Thanks for the two suggested GNN configurations. Using these, I was able to train a few networks! With the option pipeline: snyc: false the evaluation of GNNs did not work, as it generated an error with the comment terminate called recursively (memory was not . It then worked using pipeline: sync: true for evaluation

I'm planning to compare the GNNs to more conventional approaches such as TransE or ComplEx on the full data set. However for both these models, the training goes through but the evaluation fails due to OOM.
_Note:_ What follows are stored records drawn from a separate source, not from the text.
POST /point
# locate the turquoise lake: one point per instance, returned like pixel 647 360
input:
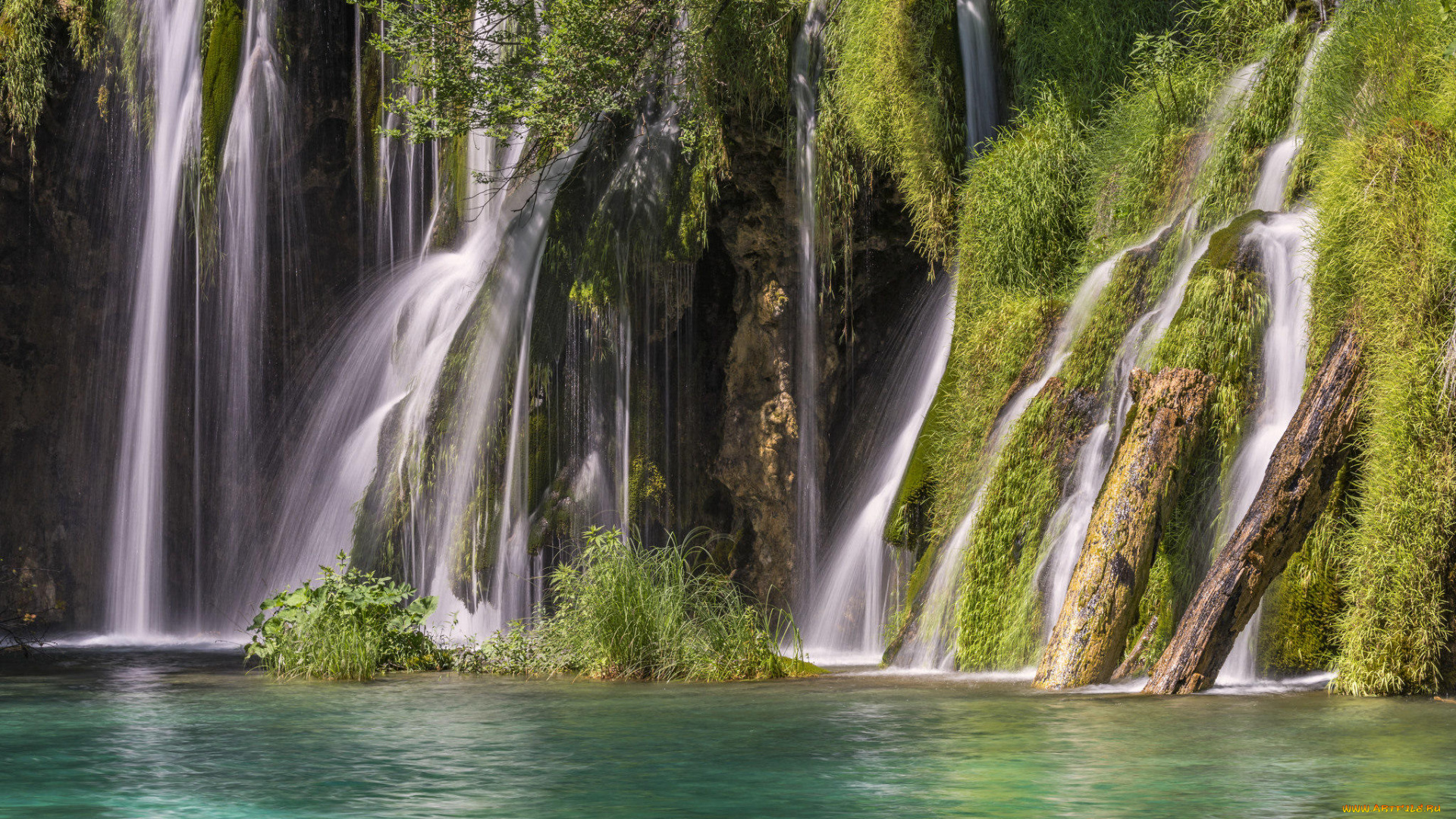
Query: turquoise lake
pixel 188 733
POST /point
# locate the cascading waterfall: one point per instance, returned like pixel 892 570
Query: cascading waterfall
pixel 979 69
pixel 845 621
pixel 1068 526
pixel 1283 248
pixel 1282 242
pixel 935 630
pixel 804 85
pixel 136 579
pixel 253 235
pixel 934 635
pixel 378 388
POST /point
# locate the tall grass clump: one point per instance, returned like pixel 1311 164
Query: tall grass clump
pixel 1379 121
pixel 1386 205
pixel 893 96
pixel 1079 49
pixel 628 611
pixel 1234 168
pixel 351 626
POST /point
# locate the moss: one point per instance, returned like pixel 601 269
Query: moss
pixel 1385 254
pixel 794 667
pixel 893 82
pixel 1234 168
pixel 220 63
pixel 1019 223
pixel 1218 330
pixel 1136 284
pixel 382 515
pixel 27 52
pixel 1079 49
pixel 1302 607
pixel 999 614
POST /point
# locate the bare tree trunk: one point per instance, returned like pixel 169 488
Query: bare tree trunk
pixel 1128 522
pixel 1294 490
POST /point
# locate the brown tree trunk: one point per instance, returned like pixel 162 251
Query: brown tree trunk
pixel 1294 490
pixel 1128 522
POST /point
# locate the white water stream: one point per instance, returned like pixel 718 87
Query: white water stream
pixel 1285 251
pixel 804 88
pixel 136 576
pixel 1068 526
pixel 979 67
pixel 845 621
pixel 932 643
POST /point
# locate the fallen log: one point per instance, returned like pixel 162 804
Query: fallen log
pixel 1296 488
pixel 1138 497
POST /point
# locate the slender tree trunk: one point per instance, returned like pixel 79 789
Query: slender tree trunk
pixel 1128 522
pixel 1294 490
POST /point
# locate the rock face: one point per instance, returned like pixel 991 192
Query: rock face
pixel 1128 522
pixel 71 219
pixel 1294 491
pixel 761 417
pixel 55 267
pixel 753 240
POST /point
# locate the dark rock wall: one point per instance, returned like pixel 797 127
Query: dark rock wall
pixel 71 218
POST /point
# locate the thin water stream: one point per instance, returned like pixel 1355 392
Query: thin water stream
pixel 804 88
pixel 136 601
pixel 973 20
pixel 846 615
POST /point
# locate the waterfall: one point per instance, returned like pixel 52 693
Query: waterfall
pixel 1068 526
pixel 979 69
pixel 255 232
pixel 1285 254
pixel 136 577
pixel 804 85
pixel 845 621
pixel 381 387
pixel 932 643
pixel 1282 241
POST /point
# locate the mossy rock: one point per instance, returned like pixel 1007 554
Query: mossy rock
pixel 220 63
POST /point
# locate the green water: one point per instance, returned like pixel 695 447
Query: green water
pixel 109 733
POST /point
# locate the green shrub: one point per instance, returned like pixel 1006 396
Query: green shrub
pixel 626 611
pixel 351 626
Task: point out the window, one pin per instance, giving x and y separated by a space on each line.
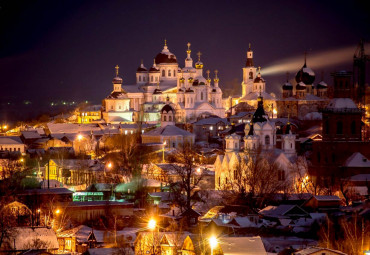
267 140
353 128
339 127
327 127
281 175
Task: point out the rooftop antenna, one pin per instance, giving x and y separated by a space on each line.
117 70
199 54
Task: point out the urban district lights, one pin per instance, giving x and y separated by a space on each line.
151 225
213 243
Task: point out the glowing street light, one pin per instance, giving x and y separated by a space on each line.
80 137
164 144
152 224
213 243
274 112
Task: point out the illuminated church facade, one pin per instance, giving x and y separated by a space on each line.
189 93
253 86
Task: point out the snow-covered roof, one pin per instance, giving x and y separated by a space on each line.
10 140
281 210
357 160
313 116
327 198
24 238
255 95
31 134
212 121
169 130
341 103
70 128
82 233
242 245
360 177
317 250
308 70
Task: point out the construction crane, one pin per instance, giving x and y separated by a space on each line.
359 73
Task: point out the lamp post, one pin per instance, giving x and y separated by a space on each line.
164 144
151 225
213 243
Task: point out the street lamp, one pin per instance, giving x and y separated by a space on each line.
274 112
164 144
151 225
80 137
213 243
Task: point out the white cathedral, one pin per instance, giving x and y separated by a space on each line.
189 93
260 134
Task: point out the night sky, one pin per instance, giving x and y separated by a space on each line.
67 50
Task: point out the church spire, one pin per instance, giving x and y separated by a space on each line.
117 70
188 51
249 62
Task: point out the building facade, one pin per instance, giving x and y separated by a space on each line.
190 94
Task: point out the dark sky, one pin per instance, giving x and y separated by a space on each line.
53 50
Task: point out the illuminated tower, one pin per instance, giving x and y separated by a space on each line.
249 73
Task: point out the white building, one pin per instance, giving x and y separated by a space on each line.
12 144
191 95
260 133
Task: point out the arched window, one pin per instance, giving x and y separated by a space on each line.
281 175
327 127
267 139
339 127
353 127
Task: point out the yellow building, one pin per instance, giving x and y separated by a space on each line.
88 114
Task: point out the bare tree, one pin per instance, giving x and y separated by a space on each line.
256 175
186 169
348 235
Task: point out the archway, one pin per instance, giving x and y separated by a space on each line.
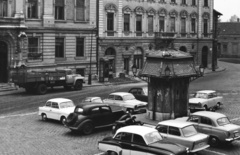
205 56
3 62
183 48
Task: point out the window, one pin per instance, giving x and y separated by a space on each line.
32 9
205 27
33 45
138 139
139 23
193 25
161 24
59 9
174 131
59 48
3 8
183 25
172 24
126 22
162 128
80 10
206 3
150 23
80 47
193 2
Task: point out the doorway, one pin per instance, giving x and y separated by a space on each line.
3 62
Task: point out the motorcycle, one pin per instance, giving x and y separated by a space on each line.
125 121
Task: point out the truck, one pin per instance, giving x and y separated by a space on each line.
39 81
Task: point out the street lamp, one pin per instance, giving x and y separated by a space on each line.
134 70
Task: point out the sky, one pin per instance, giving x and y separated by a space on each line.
228 8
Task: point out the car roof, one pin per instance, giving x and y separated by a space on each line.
136 129
58 100
206 91
214 115
120 93
175 123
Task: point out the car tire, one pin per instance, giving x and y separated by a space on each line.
78 85
71 119
44 117
63 120
87 128
213 141
111 153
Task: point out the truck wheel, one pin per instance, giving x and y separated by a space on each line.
78 85
42 89
87 128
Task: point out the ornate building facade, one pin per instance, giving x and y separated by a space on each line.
47 35
129 29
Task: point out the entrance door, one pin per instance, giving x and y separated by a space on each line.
3 62
205 57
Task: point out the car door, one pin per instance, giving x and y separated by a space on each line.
138 146
205 125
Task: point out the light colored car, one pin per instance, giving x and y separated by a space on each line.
127 101
139 140
205 100
57 109
183 133
216 125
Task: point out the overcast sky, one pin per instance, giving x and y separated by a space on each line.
228 8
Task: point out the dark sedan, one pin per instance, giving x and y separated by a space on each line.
140 93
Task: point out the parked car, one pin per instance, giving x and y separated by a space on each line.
86 117
183 133
126 100
216 125
205 100
138 140
57 109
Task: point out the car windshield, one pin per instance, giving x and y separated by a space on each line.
189 131
128 97
223 121
201 95
66 104
153 137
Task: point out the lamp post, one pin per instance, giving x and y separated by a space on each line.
134 70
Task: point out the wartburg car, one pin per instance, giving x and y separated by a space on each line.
139 140
205 100
216 125
127 101
183 133
57 109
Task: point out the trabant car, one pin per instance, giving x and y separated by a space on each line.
183 133
126 100
205 100
57 109
139 140
216 125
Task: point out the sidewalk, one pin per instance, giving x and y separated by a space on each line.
97 83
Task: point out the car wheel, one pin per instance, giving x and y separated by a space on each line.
44 117
63 120
111 153
214 141
78 85
87 128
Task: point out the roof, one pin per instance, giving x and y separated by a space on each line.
175 123
213 115
136 129
206 91
229 28
59 100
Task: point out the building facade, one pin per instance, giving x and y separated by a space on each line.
129 29
47 35
228 39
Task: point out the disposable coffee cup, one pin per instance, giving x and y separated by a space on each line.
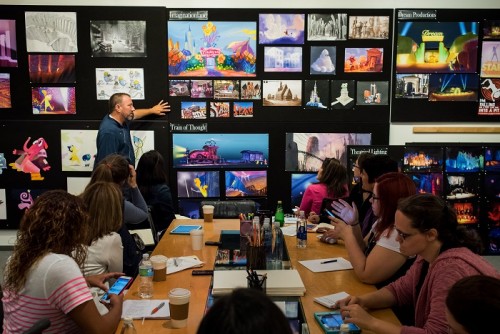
208 213
196 239
159 267
179 306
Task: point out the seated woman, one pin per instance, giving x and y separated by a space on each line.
115 168
472 305
376 259
244 311
152 181
43 277
105 254
446 252
332 177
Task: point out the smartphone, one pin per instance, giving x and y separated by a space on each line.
330 322
121 284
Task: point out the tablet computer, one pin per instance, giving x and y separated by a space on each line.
185 229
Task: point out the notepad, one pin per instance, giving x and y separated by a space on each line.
330 300
141 308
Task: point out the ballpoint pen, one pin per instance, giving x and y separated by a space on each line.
158 307
329 261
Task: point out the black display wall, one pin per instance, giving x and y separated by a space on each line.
463 68
18 122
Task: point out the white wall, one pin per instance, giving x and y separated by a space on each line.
400 133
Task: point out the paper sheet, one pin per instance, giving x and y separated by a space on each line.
142 308
175 264
317 267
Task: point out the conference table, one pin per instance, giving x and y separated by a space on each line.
317 284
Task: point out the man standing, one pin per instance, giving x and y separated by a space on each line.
114 131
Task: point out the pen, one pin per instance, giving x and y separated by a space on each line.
158 307
329 261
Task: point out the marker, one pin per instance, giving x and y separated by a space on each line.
158 307
329 261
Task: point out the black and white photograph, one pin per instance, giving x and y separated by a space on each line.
327 27
118 38
343 94
51 32
368 27
316 94
323 60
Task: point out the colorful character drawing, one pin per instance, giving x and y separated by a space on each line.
26 200
3 163
32 159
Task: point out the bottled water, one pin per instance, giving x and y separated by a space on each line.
128 326
302 230
276 247
146 277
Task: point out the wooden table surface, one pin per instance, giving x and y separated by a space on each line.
317 284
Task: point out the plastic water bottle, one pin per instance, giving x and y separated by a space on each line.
276 247
145 277
268 236
128 326
302 230
279 215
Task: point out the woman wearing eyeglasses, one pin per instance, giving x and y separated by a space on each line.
376 259
446 252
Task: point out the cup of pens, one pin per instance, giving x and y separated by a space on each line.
256 257
256 281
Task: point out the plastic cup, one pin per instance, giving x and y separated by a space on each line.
196 239
179 306
208 213
159 267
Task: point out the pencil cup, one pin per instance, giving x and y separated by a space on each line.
179 306
256 257
257 282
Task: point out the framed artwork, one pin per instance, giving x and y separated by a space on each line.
78 150
282 93
51 32
198 184
246 183
343 93
53 100
193 109
305 152
281 28
52 68
205 150
202 89
219 109
118 38
327 27
242 109
120 80
363 60
318 93
212 49
436 47
368 27
8 48
372 93
412 86
453 87
282 59
323 59
178 88
5 97
251 89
How can this be explained? Since the number of embeddings stored in memory does not increase when evaluating? I stored the edges at FLAT_FILEand the embeddings in HOST_MEMORY. Perhaps the evaluation set is loaded into memory as one large chunk as well? Is there any way to reduce the additional CPU memory load that the evaluation causes? I already tried modfying the batch size and the parameters regarding the negative sampling, without noticeable effect.

Thank you!

JasonMoho commented 1 year ago

One thing to make sure evaluation.negative_sampling.filtered is set to false. If enabled, this will cause the evaluation to use a large amount of memory, as data structures are maintained in memory for fast negative filtering over the entire graph. This works fine on small graphs but not large ones. If you need to evaluate with filtered negatives, I have a python script lying around which is able to compute filtered MRR on large-scale graphs. If needed I can clean it up and share it.

Do you see this issue with the non-GNN models? (TransE, ComplEx, etc.). GNNs require additional data structures in memory, which might be the root cause of this OOM. On our end, we have been working on optimizations to reduce the memory overhead.

As a workaround you can try the following: You can disable evaluation during training and then evaluate once all training epochs are complete with marius_eval

To do this, set evaluation.epochs_per_eval > training.num_epochs. So if you are training 3 epochs, then set evaluation.epochs_per_eval to at least 4. This will cause the evaluation to be skipped during training.

Once training is complete, you can run marius_eval <config_file>. This will return the MRR on the test set.

If you want to evaluate every epoch. You can perform the above process one epoch at a time by setting training. resume_training=true

johankit commented 1 year ago

Thank you for the explanation. I was able to train and evaluate separately using that workaround!

With this, I'm closing this issue as it has been resolved for me. Thanks again for the support.